The marathon case, in which Botswana Ash (Botash) has lodged a complaint with the South African Competition Commission that its American competitor, American Natural Soda Ash Corperation (Ansac), is a price fixing cartel is expected to drag even longer.
The case is currently the oldest case on the books of the South African Competition Commission and indications are that it will be sometime before the competition tribunal gets to hear the merits of the complaints.
In the latest development in the seven-year saga over allegations that the American Natural Soda Ash Corporation (Ansac) is a price-fixing cartel, Ansac has lodged a notice with the competition appeal court.
The appeal, due to be heard later this year, is against the tribunal’s decision to dismiss Ansac’s application to have Botswana Ash (Botash) and its law firm, Webber Wentzel Bowens, removed from the case brought against Ansac by the competition commission.
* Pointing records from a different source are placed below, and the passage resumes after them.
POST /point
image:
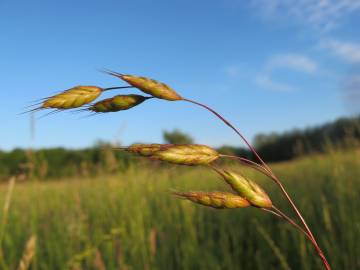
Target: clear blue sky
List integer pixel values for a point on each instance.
(266, 65)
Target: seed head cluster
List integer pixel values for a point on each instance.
(247, 193)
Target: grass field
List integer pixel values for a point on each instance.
(130, 221)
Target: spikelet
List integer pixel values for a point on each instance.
(28, 254)
(187, 154)
(246, 188)
(146, 150)
(149, 86)
(72, 98)
(216, 199)
(117, 103)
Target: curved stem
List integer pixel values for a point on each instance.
(249, 163)
(273, 177)
(233, 128)
(311, 238)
Botash lodged the original complaint against Ansac. After an investigation, the commission decided to pursue the case. Botash is now participating as an intervener.
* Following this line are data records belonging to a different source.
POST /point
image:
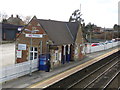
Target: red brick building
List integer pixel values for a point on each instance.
(63, 40)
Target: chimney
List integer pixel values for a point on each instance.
(17, 16)
(12, 15)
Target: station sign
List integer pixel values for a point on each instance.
(21, 46)
(34, 35)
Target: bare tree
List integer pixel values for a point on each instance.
(3, 16)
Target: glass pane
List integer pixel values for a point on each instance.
(31, 48)
(35, 49)
(35, 55)
(31, 56)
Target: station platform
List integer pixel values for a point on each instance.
(39, 78)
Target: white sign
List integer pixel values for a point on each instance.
(34, 35)
(21, 46)
(19, 53)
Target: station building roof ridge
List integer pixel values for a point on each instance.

In its latest tribunal application, Ansac claimed that Webber Wentzel Bowens had included Daryl Dingley in its Botash legal team. In 2001, Dingley worked at the commission and participated in the confidential settlement talks between the commission and Ansac, which were later abandoned.
Since he might have had access to confidential issues as a commission employee, Ansac argued, Webber Wentzel Bowens and Botash might now be privy to confidential facts, which would prejudice the fair hearing of the case. Ansac requested that Botash be disqualified as an intervener and that Webber Wentzel Bowens be removed as attorneys.
In its reasons for dismissing this application, the tribunal last week stated that Ansac had established nothing more than a “possibility of harm” and that this was insufficient to establish a case for unfairness.
The tribunal said: “Our law requires proof of substantial unfairness.” It added that Ansac had failed to show that its constitutional rights were being infringed irredeemably.
In a related development, Neil Hellman, the chief executive of GHC Group, which imports soda ash from Ansac, has issued a statement claiming that Ansac’s access to high-grade soda ash deposits, economies of scale and operational efficiencies enabled it to offer highly competitive prices to local consumers.
He stressed that Ansac was not a cartel but a cost-saving joint venture.
In terms of competition legislation, the four US-based companies that make up Ansac can co-operate in a joint venture but they are not allowed to agree on prices.